You do know that doth is singular, and as a result, your verb is not in agreement with your subject.
Go to hell. Actually, you are right, and the Czar would change it if he had the muscle to do so. But what is done…is done. And if you are tired of tautologies, read on.
Your Czarness (I always prefered Tsar to Czar, but ‘z’s’ are cool, so I’ll let it slide:
I must beg to differ with you on the use of ‘Eye of the Tiger’ as Newt’s entrance as having no clue, however.
I suspect that the Newt-inator has quite a big clue what he is doing. He is pandering to Gen-X.
The reality is that Gen-X has come of age and now that the parents of the Baby Boomers, who bankrolled them into power are no longer here, the Baby Boomers have looked to the next generation, Gen-X now that we’ve come of age to bank roll their socialist paradise as they waltz into retire-ocracy.
Just as halcyon 50s nostalgia swept in during the dark days of the 1970s (think Grease, Happy Days and Sha Na Na) ‘80s nostalgia is creeping into our culture now that we’re in our late 30s, and successful. As our economy is tanking (like it did in the 70s) and and American Exceptionalism is being put on the back shelf (like in the 70s) we are yearning for the brighter days of conservative ascendency, a prospering economy, and American Exceptionalism laying the smackdown on Grenada, Libya and the Berlin Wall.
You see it in the fashion (my daughter’s wardrobe looks like my Jr. High Girlfriend’s), in all of the TV and movie homages and remakes (Phineas and Ferb, Battlestar Galactica, V, and Red Dawn and A-Team remakes for crying out loud).
I think Newt is on to something by taping into the subconscious of Gen-X in a manner befitting the Mandarin or ŒV. It’s more subtle than the Czar’s approach, but nonetheless valid.
I hope that this doesn’t cause a revoking of my Operative status.
First, only цьсарь is correct, but some of us still like the older spelling of цѣсарь. And so even tsar is incorrect.
But to your main point: this is very much a fantastic consideration. 80s nostalgia is huge right now, and you are absolutely correct that the GOP would smartly tap into it. “Hey, we can bring back Reagan if you vote for us.”
Meanwhile, love the signature line here:
Oh wise, mighty, and infinitely knowledgeable czar. Your humble operative was thinking last night (please don’t beat me… I blame the single-malt)… and attempting to recall some basic economics from my youth.
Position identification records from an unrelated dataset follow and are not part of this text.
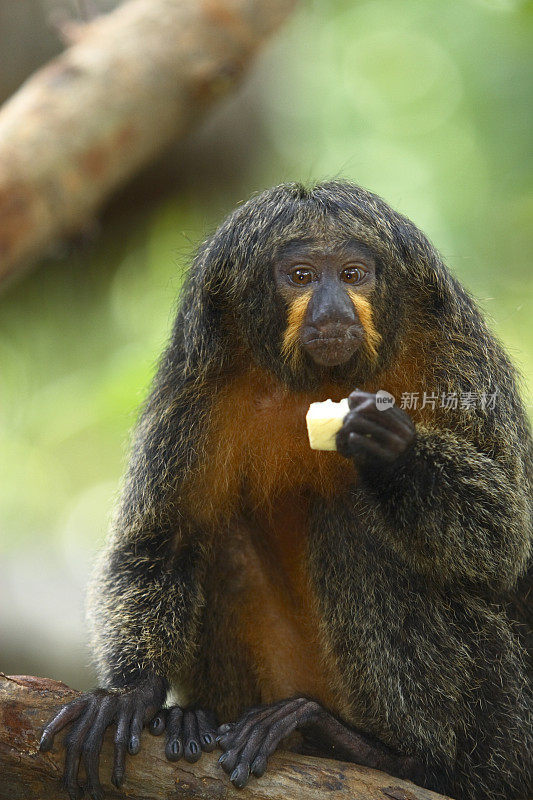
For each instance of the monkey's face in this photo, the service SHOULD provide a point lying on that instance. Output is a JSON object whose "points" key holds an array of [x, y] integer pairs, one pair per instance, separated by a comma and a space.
{"points": [[326, 287]]}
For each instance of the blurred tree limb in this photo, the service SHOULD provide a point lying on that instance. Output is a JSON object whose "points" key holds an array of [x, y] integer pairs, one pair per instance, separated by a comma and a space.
{"points": [[27, 703], [132, 82]]}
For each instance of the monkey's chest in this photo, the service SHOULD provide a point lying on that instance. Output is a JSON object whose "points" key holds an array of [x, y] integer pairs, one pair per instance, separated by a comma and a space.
{"points": [[279, 622], [257, 444]]}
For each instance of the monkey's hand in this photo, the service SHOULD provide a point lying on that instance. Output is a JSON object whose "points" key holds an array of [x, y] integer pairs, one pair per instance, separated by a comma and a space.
{"points": [[189, 732], [371, 436], [250, 742], [90, 714]]}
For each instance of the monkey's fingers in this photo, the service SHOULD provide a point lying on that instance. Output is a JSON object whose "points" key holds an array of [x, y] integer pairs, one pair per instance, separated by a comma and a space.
{"points": [[157, 725], [73, 745], [207, 730], [189, 733], [122, 734], [93, 744], [252, 747], [68, 714]]}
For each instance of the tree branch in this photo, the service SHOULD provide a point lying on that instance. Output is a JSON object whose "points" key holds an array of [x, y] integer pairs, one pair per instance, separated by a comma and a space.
{"points": [[27, 703], [133, 81]]}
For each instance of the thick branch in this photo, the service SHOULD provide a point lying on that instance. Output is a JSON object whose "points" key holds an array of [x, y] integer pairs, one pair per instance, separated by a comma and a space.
{"points": [[134, 81], [27, 703]]}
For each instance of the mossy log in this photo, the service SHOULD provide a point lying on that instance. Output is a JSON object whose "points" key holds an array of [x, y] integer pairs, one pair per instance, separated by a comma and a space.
{"points": [[134, 81], [27, 703]]}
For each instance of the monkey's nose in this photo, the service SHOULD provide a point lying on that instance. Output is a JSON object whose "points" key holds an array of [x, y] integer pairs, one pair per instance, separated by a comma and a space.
{"points": [[334, 330]]}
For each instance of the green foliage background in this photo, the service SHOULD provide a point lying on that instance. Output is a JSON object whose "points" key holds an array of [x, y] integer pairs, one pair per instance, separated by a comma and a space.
{"points": [[426, 103]]}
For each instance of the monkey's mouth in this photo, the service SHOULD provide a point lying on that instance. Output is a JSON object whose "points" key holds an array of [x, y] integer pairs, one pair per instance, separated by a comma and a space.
{"points": [[330, 351]]}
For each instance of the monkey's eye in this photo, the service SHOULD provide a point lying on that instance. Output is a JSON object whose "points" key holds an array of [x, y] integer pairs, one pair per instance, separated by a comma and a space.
{"points": [[353, 274], [302, 276]]}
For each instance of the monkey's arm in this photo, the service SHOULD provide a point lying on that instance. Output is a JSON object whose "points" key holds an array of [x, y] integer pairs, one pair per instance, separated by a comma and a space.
{"points": [[449, 509], [144, 601]]}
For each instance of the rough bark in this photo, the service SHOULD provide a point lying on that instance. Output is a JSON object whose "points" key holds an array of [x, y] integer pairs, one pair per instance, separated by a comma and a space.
{"points": [[133, 81], [27, 703]]}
Now, I admittedly slept through quite a bit of economics class, but I am a tad confused over some of the justification for the Healthcare bill that just passed.
According to the president and congress, one of the major benefits of the healthcare bill is that it will drive a reduction in overall health expenditures because everyone will now have access to preventative care. So, my understanding is that 40 million-ish people that did not previously have healthcare coverage will, under the bill, get healthcare coverage. Granted, the number that didn’t have coverage that actually *wanted* coverage is probably closer to 10 million (and the number that *need* coverage is probably a fraction of that), but let’s say 40 million people who, previously, did not have health insurance now enjoy its benefits. I also understand that those people always had *access* to healthcare and would frequently avail themselves of that access for catastrophic issues (broken limbs, pneumonia, gunshot wounds, etc.). But, now that they have low co-pays and in-network provider discounts, I suspect that those 40 million people will now being going to the doctor for less than catastrophic issues (colds, hang nails, stubbed toes, whatever).
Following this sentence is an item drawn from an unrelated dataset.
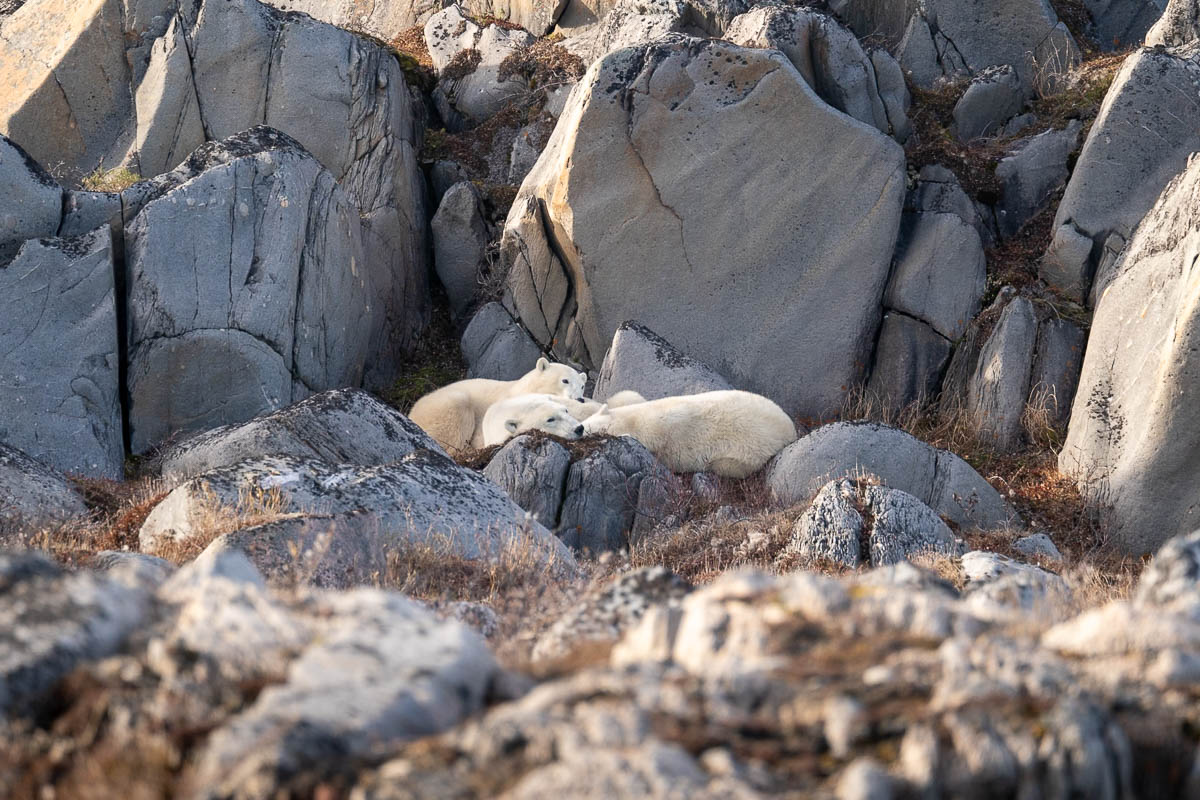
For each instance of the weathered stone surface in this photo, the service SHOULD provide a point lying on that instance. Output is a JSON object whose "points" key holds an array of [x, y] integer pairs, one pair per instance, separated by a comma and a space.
{"points": [[341, 426], [909, 361], [949, 38], [533, 473], [460, 244], [607, 163], [1121, 172], [607, 612], [413, 675], [850, 515], [31, 492], [1057, 361], [33, 206], [421, 499], [1133, 440], [829, 58], [1179, 24], [643, 361], [52, 620], [993, 97], [59, 383], [1116, 24], [1030, 175], [601, 500], [496, 347], [1000, 388], [281, 304], [940, 272], [937, 477]]}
For the sake of this discussion, I humbly request that you now couple that with all the data saying that healthcare providers and prospective providers (generally disgusted by the whole thing) are declining. So, to my feeble, Oban-addled noggin, this appears to be a huge increase in DEMAND while SUPPLY will (at best) remain flat. When demand increases while supply remains flat… doesn’t that mean the market will react by increasing the cost of a good or service?
Gormogoned for life,
GD is of course correct, and alas, it is something we have been saying around here for some time. The only way to check demand with a flat supply? Rationing (click to see how many times we have called it).
The Czar wants GD to understand that he, too, is Gormogoned for life.